English novelist and essayist Virginia Woolf began to keep a diary in 1897, when she was 15 years old, and continued intermittently until her death in 1941. As Francine Prose has observed, "The six volumes that make up the diary . . . are nothing less than the map of the thoughts behind Woolf's writing, as well as the daily preoccupations, encounters, and curiosities of this literary master."

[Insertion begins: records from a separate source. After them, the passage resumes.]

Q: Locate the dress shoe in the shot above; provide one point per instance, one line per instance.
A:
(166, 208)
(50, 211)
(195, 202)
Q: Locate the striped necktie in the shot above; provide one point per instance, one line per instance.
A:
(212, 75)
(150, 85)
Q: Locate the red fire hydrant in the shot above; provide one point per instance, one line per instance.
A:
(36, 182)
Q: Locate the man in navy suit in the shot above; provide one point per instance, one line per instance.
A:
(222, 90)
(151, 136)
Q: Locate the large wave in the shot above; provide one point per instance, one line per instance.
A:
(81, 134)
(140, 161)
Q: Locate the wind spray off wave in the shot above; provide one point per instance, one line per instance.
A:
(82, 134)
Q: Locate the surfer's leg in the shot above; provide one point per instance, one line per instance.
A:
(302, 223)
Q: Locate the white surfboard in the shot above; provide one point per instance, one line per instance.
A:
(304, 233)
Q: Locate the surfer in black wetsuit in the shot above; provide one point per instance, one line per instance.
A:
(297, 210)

In this entry from 1919, Woolf examines the value of diary writing: "It loosens the ligaments. Never mind the misses and the stumbles."
Writing for My Eye Only
Entry From the Diary of Virginia Woolf
Sunday (Easter) 20 April 1919
In the idleness which succeeds any long article, & Defoe is the 2nd leader this month, I got out this diary, & read as one always does read one's own writing, with a kind of guilty intensity. I confess that the rough & random style of it, often so ungrammatical, & crying for a word altered, afflicted me somewhat. I am trying to tell whichever self it is that reads this hereafter that I can write very much better; & take no time over this; & forbid her to let the eye of man behold it. And now I may add my little compliment to the effect that it has a slapdash & vigour and sometimes hits an unexpected bull’s eye. But what is more to the point is my belief that the habit of writing thus for my own eye only is good practise. It loosens the ligaments. Never mind the misses and the stumbles. Going at such a pace as I do I must make the most direct & instant shots at my object, & thus have to lay hands on words, choose them & shoot them with no more pause than is needed to put my pen in the ink. I believe that during the past year I can trace some increase of ease in my professional writing which I attribute to my casual half hours after tea. Moreover there looms ahead of me the shadow of some kind of form which a diary might attain to. I might in the course of time learn what it is that one can make of this loose, drifting material of life; finding another use for it than the use I put it to, so much more consciously & scrupulously, in fiction. What sort of diary should I like mine to be? Something loose knit, & yet not slovenly, so elastic that it will embrace anything, solemn, slight or beautiful that comes into my mind. I should like it to resemble some deep old desk, or capacious hold-all, in which one flings a mass of odds & ends without looking them through. I should like to come back, after a year or two, & find that the collection had sorted itself & refined itself & coalesced, as such deposits so mysteriously do, into a mould, transparent enough to reflect the light of our life, & yet steady, tranquil composed with the aloofness of a work of art. The main requisite, I think on re-reading my old columns, is not to play the part of censor, but to write as the mood comes or of anything whatever; since I was curious to find how I went for things put in haphazard, & found the significance to lie where I never saw it at the time. But looseness quickly becomes slovenly. A little effort is needed to face a character or an incident which needs to be recorded.